FDA’s Blueprint for a house it’s not completely satisfied with.  Under the approved REMS, drug manufacturers are required to pay accredited continuing education ("CE") companies to independently develop and provide voluntary 2-3 hour ER/LA opioid training programs to prescribers in accordance with FDA’s “Blueprint for Prescriber Education for Extended-Release and Long-Acting Opioid Analgesics.”

The training will focus on developing prescriber knowledge about ER/LA opioid analgesic therapy in the following categories: assessing patients for treatment; initiating therapy, modifying dosing, and discontinuing use; managing therapy; counseling patients and caregivers about safe use; general drug information about ER/LA opioid analgesics; and specific drug information.  Additionally, prescribers will be counseled on how to recognize evidence of and potential for opioid misuse, abuse, and addiction.

Manufacturers will also be expected to provide a patient counseling document for prescribers to give to patients, helping prescribers to properly counsel patients on their responsibilities for using ER/LA opioid analgesics safely and an updated one-page Medication Guide that pharmacists will include when dispensing the drug that contains consumer-friendly information on the safe use and disposal of the medicines.

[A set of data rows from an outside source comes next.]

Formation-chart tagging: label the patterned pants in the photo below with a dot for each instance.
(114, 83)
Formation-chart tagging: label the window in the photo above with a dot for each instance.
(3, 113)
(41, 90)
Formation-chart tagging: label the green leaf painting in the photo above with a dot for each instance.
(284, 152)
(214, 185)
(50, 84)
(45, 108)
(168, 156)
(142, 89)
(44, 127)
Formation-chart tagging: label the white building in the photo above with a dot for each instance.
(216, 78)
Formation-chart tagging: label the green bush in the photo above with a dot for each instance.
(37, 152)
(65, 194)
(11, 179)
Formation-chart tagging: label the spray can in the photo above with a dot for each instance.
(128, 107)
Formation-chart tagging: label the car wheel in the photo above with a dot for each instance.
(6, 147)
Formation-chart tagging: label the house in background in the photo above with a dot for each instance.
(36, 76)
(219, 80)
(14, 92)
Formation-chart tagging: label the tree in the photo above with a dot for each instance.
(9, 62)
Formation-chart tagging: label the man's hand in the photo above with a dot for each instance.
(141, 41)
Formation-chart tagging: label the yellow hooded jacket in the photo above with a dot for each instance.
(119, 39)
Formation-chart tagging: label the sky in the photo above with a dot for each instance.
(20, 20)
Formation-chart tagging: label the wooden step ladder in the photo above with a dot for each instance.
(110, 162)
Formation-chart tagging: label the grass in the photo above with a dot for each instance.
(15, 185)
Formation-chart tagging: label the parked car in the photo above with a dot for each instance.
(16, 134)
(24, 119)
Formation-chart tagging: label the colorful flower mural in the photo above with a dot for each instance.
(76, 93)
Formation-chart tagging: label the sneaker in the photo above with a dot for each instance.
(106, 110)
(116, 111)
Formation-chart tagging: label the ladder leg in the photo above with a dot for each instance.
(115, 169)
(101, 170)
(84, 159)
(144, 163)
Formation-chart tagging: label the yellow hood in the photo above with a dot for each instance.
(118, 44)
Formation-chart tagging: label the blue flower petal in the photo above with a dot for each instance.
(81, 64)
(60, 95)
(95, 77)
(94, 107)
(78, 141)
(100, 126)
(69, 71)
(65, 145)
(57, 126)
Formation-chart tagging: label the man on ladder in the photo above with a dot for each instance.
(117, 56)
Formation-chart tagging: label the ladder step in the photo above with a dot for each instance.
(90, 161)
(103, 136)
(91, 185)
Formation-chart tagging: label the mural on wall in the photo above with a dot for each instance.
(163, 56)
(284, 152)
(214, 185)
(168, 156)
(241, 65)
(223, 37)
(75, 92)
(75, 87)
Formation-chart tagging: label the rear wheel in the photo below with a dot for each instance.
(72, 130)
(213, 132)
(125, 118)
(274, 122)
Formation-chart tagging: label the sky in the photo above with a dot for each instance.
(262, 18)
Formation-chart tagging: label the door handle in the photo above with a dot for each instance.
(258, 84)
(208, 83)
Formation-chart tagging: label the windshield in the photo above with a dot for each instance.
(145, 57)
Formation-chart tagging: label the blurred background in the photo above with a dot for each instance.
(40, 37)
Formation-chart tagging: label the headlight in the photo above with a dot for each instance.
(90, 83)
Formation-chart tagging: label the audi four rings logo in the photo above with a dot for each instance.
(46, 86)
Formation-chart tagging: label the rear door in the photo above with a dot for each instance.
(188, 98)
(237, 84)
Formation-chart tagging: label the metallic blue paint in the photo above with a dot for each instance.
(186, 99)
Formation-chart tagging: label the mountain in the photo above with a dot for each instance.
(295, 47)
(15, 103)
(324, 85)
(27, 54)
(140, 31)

The first CE programs must be offered to prescribers by March 1, 2013.  FDA also expects 25% of the nation’s estimated 320,000 prescribers to be educated by year one, 50% by year two, and 60% within three years.  The REMS includes additional assessment metrics which include the number of grants awarded to CE providers, the number of prescribers trained, patient knowledge of risk information, and the effect on access to patients with legitimate needs for ER/LA opioid analgesics.

During the announcement of the REMS, Margaret Hamburg, Commissioner of FDA, and R. Gil Kerlikowske, Director of National Drug Control Policy, expressed a desire that these efforts to curb prescription drug abuse would be bolstered by future legislation to make opioid analgesic training mandatory.